ASU’s program will move to GHSU in December and its faculty have already had a chance to scout for offices, while some GHSU faculty will be moved to accommodate them, College of Nursing Dean Lucy Marion said.
“We’re not just going to place ASU faculty in whatever is available there,” she said. “We want to have a coherent plan for where we will all be.”
And that plan includes everyone from ASU nursing, including staff associates, Marion said.
“We’re going to need them all because we are on a growth pathway here,” she said. “We’re continuing with our vision of growing and ASU is not going to be the only way we are growing. We’re still growing our graduate program. We need everybody. And our faculty is really looking forward to having the addition of ASU.”
The initial result will have about 140-150 students, the same as if the programs had continued separately, although they might not all be admitted in one class, Marion said.
The office move might be the easiest part of bringing the two programs together. There are subtle differences in entrance requirements - GHSU requires a formal interview and references, for instance, while ASU does not, said ASU Chair Charlotte Price.
“But those are things that we have toyed with anyway among ourselves and our admission committee,” she said. “So this sort of gives us an opportunity to rethink that.”
GHSU has a higher minimum GPA to apply and a community service requirement, which could be of concern to the roughly 500 pre-nursing students at ASU, some of whom might have been targeting ASU’s program while others were fixed on going to GHSU, Price said. ASU also gets calls from students at other schools interested in its program, so they need to know what the changes will be as well, she said.
“Basically what we’re saying to them is just stay the course now and look at the GHSU Web site to see what other things they require and you might want to consider that,” Price said. What the admission standards will be for the new program, as well as the new curriculum is already being worked on by committees, Marion and Price said.
“The thing about nursing is very few nursing programs are exactly alike even though they offer the same degree,” Price said. “There are some minor differences based on the curriculum and the philosophy of the faculty who created that curriculum. We’re working those out. But there are some basic things that are very similar.”
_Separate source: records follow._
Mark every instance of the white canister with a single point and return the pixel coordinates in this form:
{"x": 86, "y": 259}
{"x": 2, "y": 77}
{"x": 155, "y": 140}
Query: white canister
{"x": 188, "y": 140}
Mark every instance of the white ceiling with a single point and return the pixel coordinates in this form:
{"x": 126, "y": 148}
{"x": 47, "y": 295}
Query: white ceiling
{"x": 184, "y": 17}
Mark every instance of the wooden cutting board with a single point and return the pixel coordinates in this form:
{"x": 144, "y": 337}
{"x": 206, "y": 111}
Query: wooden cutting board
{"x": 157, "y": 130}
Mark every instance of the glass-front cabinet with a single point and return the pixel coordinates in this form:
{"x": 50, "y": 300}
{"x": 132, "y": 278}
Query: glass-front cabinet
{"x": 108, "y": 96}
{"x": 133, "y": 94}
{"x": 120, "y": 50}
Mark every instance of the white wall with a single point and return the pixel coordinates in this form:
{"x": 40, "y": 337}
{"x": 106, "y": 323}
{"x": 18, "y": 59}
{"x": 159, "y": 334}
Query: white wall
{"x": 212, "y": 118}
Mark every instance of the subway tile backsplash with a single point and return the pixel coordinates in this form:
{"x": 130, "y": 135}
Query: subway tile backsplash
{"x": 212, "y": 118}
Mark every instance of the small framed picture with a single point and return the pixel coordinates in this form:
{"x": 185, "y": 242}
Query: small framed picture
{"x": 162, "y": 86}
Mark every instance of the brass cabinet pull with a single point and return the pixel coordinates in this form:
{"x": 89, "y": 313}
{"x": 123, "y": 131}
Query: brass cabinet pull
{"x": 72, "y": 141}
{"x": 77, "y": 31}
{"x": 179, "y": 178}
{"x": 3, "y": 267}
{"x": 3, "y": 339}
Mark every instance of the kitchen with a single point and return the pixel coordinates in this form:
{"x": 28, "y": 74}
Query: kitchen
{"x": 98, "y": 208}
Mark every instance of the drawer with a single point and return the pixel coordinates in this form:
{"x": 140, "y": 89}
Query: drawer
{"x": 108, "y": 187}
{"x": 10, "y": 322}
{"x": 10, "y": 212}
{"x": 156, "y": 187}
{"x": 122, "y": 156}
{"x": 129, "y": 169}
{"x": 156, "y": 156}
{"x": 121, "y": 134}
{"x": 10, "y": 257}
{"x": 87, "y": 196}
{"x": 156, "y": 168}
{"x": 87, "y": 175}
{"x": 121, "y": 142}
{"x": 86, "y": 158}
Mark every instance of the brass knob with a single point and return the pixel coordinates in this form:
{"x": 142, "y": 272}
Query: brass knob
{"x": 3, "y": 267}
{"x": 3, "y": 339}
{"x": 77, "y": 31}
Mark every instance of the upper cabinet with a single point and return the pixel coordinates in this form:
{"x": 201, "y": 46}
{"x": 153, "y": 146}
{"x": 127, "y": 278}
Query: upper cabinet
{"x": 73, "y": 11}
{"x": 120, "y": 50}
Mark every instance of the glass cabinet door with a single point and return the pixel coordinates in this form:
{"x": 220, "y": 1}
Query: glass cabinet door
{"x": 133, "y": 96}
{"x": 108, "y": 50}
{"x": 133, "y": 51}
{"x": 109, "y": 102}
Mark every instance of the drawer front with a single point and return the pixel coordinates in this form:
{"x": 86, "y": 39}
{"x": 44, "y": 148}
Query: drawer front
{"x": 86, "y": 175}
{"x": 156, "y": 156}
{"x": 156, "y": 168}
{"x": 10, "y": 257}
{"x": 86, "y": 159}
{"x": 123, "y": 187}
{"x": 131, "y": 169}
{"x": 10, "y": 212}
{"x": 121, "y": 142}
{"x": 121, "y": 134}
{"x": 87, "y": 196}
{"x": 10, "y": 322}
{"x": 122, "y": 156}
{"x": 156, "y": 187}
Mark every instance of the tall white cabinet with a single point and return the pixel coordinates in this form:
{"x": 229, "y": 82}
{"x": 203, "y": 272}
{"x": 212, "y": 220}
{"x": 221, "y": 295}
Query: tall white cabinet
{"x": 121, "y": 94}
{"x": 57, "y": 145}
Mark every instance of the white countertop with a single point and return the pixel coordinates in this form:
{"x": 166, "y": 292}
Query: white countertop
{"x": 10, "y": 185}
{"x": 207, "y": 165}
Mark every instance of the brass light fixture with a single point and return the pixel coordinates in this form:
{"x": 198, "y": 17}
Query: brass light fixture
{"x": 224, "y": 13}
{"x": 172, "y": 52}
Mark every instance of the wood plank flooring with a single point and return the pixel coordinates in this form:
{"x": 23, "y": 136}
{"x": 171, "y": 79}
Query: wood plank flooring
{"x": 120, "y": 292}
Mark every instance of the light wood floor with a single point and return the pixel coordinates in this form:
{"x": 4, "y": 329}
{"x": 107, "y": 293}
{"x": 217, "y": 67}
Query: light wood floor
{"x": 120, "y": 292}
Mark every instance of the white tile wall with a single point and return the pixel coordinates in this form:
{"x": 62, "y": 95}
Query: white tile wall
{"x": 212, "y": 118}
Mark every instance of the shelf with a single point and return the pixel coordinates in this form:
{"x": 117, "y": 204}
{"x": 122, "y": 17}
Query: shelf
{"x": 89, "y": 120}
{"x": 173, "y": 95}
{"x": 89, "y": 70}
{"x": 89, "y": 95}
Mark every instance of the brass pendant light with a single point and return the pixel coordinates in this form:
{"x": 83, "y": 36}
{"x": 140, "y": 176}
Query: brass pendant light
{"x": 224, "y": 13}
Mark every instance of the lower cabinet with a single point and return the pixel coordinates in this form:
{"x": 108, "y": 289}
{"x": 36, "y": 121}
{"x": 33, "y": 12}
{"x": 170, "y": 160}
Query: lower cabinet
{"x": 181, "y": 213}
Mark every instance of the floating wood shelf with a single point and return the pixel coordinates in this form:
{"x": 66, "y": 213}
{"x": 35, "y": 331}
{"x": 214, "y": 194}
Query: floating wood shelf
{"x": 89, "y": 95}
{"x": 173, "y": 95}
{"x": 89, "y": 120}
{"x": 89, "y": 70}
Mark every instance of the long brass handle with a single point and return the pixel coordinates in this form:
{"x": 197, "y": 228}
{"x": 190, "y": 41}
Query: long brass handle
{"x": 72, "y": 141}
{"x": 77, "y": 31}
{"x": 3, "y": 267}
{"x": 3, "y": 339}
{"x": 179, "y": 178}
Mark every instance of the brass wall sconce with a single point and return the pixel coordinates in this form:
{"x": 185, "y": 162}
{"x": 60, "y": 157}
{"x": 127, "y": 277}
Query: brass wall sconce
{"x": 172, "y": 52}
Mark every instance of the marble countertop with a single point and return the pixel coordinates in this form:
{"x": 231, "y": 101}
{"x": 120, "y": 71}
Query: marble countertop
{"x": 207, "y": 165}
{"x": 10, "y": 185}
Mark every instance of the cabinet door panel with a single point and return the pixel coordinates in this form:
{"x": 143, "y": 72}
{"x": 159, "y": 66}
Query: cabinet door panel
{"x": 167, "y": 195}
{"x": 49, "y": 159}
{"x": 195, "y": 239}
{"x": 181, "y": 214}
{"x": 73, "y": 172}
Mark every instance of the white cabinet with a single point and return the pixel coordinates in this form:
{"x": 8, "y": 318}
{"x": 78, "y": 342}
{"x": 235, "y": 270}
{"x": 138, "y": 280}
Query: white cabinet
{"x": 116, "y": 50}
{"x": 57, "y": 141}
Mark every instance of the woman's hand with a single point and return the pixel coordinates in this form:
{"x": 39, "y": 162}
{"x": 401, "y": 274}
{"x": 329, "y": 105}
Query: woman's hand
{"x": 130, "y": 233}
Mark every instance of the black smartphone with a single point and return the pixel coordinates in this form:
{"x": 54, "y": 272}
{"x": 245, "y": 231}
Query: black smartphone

The new curriculum will probably contain elements of both of the old programs, Marion said. Where it gets complicated is in the fall when the old will still be in place even as the new is being assembled and offered up for acceptance to the Southern Association of Colleges and Schools for approval.
“We are admitting both of our programs under the old curricula this fall,” Marion said.
“Because we are still separate institutions,” said GHSU Provost Gretchen Caughman. Should SACS approve it in December, however, the new university kicks in during January. Those entered under the old programs will finish out under those programs even as the new curriculum is in place.
“It is going to be a heavy task to keep three curriculums going at one time but that is the plan,” Marion said.
While it is complicated, GHSU has had experience in it before, particularly in the College of Allied Health Sciences where some specialties were switched from undergraduate to masters programs and students were in both tracks simultaneously, Caughman said.
It will also mean students in the old programs will get more diplomas in 2013, Caughman said.
“All students that entered into one of the old universities, the existing universities, will have the option to have a diploma that reads as their original university,” she said. “They will get a new university diploma as well. They will actually be graduates of the new university but there will be an option to actually have two diplomas, which is what we are doing currently for our grads. We feel like that is the least we can do.”